The backlash may have arrived, in the form of LightsOut, a new party from the Good Looks Collective. The few windows inside the Knitting Factory will be blacked out, all lights will be turned off, save for a light bulb above the DJ booth, and the entirety of one’s attention will be focused on one place: the set from electronic DJ Eprom.

“What we’re trying to do is remove production, the fancy lights, your phones, and then we’re bringing in a custom sound system,” says Jay Rogovin, co-owner of party organizer Good Looks Collective. “It’s really just about the sound and making people listen to the music and connect with the people around.”

amNY caught up with Rogovin to talk about dance floor collisions and picking the right DJ for darkness.

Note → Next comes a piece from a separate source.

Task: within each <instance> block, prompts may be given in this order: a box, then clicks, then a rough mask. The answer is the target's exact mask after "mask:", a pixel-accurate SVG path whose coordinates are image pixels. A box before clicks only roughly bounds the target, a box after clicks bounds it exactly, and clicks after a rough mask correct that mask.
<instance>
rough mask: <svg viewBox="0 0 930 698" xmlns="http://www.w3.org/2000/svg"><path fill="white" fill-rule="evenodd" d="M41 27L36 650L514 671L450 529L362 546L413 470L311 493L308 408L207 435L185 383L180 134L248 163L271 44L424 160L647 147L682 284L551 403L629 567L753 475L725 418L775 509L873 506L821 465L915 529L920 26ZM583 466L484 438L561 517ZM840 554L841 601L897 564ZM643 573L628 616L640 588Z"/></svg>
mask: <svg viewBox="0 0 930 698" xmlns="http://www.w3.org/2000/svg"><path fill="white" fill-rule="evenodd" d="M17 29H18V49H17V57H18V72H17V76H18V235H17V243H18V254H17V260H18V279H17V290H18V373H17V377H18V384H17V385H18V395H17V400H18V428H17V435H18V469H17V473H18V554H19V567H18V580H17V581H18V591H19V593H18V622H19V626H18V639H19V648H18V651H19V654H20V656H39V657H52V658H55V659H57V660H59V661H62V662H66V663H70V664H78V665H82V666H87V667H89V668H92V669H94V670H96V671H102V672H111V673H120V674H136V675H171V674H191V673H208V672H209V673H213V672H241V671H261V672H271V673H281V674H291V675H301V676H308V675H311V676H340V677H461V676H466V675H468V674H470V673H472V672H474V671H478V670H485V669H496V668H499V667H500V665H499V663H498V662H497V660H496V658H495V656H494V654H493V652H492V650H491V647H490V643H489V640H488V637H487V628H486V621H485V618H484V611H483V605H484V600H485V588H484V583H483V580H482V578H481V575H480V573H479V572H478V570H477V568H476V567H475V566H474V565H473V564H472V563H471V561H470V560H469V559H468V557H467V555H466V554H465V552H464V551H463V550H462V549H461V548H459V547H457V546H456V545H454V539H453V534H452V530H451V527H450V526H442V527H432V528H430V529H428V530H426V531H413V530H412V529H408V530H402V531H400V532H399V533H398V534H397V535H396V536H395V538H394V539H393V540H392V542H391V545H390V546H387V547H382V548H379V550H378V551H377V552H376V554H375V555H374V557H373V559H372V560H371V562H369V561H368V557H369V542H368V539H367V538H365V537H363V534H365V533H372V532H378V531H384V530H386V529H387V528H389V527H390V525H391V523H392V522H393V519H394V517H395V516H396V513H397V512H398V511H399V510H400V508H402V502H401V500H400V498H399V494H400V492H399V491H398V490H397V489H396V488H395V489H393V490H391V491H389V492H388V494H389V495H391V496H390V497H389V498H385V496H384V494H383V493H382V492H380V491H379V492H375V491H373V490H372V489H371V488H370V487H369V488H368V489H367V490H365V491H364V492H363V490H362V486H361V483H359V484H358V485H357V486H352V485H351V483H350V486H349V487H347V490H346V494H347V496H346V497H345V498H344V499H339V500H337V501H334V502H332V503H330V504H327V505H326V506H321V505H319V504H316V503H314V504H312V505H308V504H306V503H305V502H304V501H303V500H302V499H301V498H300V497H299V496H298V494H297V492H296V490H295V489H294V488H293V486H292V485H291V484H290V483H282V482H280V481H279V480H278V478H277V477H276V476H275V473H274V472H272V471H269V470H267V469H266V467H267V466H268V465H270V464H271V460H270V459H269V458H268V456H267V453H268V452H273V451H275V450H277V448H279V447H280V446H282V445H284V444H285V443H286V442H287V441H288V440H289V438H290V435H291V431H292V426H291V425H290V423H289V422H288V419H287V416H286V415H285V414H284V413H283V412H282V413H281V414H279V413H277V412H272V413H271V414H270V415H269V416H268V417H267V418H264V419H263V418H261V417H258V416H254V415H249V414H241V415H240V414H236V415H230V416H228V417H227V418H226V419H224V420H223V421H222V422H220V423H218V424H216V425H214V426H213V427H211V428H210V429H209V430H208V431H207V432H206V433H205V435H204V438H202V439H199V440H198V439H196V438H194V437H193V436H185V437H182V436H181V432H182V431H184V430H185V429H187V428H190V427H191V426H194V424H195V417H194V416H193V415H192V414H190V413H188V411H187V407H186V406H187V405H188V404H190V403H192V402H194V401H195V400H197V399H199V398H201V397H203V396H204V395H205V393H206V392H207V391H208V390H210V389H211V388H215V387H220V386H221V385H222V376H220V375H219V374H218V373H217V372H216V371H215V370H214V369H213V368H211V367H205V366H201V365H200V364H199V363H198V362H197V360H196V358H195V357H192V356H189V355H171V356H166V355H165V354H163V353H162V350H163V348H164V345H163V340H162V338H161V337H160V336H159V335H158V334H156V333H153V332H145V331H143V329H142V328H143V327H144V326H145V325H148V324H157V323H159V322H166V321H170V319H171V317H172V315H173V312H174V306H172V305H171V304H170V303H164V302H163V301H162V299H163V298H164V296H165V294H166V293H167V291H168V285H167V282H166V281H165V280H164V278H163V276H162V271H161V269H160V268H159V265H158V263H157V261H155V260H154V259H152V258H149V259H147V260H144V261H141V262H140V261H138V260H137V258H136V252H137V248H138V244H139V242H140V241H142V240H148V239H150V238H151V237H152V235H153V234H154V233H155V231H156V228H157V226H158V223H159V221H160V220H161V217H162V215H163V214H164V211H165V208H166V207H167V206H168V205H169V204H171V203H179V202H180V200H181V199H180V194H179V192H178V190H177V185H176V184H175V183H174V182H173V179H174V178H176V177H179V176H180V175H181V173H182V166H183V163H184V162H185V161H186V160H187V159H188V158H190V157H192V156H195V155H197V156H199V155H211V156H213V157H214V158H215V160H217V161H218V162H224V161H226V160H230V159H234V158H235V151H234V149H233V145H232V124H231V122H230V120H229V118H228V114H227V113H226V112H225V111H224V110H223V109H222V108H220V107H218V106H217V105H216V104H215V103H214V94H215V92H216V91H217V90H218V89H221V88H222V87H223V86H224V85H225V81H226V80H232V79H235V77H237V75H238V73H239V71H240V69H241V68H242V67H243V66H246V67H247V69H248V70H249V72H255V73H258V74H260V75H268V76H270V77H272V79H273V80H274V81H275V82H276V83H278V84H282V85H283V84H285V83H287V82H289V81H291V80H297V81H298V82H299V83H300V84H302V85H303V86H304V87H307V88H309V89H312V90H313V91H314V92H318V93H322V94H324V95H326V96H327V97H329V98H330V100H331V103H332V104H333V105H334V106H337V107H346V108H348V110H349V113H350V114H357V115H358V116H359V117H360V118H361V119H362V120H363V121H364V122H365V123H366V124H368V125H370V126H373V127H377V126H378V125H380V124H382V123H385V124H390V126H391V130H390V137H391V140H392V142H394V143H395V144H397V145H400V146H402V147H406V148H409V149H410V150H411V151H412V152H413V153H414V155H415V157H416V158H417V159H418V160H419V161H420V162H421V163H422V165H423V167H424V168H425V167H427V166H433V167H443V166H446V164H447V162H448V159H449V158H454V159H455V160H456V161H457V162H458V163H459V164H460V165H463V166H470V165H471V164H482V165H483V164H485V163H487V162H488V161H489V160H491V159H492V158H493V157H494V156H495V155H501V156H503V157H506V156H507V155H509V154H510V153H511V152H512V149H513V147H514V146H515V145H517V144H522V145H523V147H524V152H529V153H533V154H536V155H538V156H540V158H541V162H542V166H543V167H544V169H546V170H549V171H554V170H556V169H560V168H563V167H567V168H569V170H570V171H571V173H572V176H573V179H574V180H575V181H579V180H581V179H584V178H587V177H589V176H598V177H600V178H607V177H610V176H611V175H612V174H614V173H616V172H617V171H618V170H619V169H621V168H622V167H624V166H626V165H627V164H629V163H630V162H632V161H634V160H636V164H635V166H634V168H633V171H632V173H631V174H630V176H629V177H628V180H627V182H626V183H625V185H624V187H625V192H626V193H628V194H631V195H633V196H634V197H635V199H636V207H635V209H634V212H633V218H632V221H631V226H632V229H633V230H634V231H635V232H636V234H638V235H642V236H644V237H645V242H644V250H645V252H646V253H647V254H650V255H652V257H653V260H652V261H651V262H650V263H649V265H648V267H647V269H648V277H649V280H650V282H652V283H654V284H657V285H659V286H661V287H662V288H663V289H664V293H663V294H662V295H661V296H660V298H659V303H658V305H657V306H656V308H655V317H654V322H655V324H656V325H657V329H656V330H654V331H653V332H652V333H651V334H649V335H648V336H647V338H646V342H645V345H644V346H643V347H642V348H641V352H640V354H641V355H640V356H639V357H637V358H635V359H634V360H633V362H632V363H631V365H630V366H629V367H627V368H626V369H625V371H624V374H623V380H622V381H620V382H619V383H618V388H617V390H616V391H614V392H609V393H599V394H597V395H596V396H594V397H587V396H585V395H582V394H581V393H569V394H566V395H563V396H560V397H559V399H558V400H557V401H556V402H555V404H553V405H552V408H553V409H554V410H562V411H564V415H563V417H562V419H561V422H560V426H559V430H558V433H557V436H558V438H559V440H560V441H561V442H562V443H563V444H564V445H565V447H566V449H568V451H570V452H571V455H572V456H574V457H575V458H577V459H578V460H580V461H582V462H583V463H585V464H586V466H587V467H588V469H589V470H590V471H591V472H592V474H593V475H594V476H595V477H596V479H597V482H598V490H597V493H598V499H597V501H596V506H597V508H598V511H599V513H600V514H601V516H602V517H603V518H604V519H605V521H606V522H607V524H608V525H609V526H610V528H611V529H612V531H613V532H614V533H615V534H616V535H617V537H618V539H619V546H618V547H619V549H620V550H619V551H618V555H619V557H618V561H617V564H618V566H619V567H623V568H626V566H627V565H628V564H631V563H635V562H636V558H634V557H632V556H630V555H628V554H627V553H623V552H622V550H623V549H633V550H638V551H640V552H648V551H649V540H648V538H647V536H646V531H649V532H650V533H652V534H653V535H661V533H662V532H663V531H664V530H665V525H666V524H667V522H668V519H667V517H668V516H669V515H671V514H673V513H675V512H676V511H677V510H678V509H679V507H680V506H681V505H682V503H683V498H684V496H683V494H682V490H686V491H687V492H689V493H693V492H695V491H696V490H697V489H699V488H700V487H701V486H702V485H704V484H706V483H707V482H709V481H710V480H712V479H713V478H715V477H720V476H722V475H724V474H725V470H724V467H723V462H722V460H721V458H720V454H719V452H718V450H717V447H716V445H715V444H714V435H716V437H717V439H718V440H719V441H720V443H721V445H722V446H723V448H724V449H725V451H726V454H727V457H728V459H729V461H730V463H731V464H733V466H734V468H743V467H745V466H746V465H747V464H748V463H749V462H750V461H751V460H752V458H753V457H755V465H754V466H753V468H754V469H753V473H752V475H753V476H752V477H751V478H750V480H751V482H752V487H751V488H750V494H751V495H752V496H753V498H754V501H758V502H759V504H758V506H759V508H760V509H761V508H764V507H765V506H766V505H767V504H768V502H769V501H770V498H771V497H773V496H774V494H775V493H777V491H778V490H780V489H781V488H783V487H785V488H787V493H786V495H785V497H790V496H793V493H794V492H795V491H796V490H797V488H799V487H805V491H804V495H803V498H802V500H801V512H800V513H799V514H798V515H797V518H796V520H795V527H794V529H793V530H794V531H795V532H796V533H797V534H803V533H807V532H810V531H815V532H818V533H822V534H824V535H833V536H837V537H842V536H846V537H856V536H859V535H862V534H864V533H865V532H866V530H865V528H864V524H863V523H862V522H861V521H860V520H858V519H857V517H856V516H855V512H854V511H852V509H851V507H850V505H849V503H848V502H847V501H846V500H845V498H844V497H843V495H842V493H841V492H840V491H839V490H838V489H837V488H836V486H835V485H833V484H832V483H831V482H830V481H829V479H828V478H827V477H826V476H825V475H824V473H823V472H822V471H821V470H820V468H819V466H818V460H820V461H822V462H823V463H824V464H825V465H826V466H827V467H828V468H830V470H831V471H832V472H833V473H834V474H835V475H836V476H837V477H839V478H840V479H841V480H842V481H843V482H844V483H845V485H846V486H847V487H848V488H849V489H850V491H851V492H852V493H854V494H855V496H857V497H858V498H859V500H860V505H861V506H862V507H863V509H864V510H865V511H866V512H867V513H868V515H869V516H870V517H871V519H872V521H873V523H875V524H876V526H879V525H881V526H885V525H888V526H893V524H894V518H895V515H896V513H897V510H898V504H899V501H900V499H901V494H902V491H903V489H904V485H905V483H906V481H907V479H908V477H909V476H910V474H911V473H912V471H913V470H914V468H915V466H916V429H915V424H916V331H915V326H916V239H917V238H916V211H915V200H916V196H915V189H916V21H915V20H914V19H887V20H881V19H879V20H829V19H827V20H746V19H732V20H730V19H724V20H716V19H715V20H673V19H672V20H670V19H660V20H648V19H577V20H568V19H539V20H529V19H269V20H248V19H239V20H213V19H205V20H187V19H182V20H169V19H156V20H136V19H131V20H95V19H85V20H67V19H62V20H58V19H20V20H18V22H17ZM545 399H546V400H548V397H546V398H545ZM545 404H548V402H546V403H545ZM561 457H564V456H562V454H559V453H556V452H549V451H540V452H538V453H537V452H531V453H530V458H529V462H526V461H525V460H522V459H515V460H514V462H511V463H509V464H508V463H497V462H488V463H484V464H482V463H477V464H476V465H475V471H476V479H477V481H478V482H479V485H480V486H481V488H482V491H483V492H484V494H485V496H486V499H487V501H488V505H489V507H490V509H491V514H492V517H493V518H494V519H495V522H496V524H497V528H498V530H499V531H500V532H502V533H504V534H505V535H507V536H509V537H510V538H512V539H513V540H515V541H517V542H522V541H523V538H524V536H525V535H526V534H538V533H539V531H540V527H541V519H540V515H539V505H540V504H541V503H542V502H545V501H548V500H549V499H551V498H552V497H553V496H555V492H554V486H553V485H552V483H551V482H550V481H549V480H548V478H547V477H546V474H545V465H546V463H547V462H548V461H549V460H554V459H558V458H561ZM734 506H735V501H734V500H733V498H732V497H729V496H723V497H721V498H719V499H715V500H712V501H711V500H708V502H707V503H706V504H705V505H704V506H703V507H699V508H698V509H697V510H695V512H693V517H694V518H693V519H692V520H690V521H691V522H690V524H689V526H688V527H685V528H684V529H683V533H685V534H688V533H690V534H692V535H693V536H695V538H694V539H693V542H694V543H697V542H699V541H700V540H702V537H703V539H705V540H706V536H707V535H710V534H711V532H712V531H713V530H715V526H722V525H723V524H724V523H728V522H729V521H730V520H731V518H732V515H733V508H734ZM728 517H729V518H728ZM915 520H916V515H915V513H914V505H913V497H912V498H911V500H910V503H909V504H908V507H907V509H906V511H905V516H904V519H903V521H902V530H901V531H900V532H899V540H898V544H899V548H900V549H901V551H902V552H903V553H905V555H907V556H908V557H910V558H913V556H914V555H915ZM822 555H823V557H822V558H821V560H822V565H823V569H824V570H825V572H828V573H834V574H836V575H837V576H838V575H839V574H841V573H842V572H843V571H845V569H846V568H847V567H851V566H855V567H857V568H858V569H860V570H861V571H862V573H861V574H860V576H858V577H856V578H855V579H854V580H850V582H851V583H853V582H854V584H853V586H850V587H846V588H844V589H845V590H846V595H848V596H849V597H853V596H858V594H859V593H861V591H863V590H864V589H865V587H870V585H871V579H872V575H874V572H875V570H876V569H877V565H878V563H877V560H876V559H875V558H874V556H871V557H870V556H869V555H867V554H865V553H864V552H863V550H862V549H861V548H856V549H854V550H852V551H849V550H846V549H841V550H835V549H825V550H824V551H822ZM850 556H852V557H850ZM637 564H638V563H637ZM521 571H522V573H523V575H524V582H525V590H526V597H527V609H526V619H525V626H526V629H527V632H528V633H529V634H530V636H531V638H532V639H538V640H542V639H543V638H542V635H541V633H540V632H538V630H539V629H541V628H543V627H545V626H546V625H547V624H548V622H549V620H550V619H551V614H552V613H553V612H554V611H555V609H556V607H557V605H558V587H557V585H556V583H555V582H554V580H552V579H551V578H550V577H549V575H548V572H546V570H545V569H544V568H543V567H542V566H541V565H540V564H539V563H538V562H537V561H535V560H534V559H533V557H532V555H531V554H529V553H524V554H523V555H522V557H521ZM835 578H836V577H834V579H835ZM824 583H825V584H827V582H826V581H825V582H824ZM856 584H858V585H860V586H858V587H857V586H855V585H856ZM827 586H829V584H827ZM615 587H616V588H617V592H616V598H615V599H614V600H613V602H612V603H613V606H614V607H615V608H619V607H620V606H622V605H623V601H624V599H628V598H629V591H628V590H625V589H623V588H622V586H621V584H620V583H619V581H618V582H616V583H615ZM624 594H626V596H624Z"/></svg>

So, just how dark are we talking about?

There’s going to be one light bulb behind the DJ, and then a few dimmed lights at the bar, so people can see what they’re doing at the bar. So aside from that — and from whatever light might be let in when people are coming or going from the concert area, it’s going to be pretty black. Your eyes do adjust pretty quickly, though.

There’s a big emphasis today on the visuals that go along with dance music.

I think things are just really oversaturated, especially in larger cities like New York and LA. Everyone is here, everyone is throwing shows, with their own concepts, and obviously as technology advances so do the lights and the production. It’s kind of an homage to the underground, the dingy basements in the U.K., or in New York in the ’70s and ’80s, where it was really about the scene, the music and the people.

Why Eprom for the debut installment of the party?

Eprom is a very experimental artist, in the air of an Amos Tobin, a Squarepusher or, for a larger name, an Aphex Twin. We really feel like the music that he brings to the table is something that you do need to concentrate on and listen. It also plays very well into the speakers that we’re using. He’s the kind of artist you could sit down and listen to at a concert. We felt it was a nice match for the concept.

If you go: LightsOut is May 12 at 9 p.m. at The Knitting Factory, 361 Metropolitan Ave., Williamsburg, 347-529-6696, $20.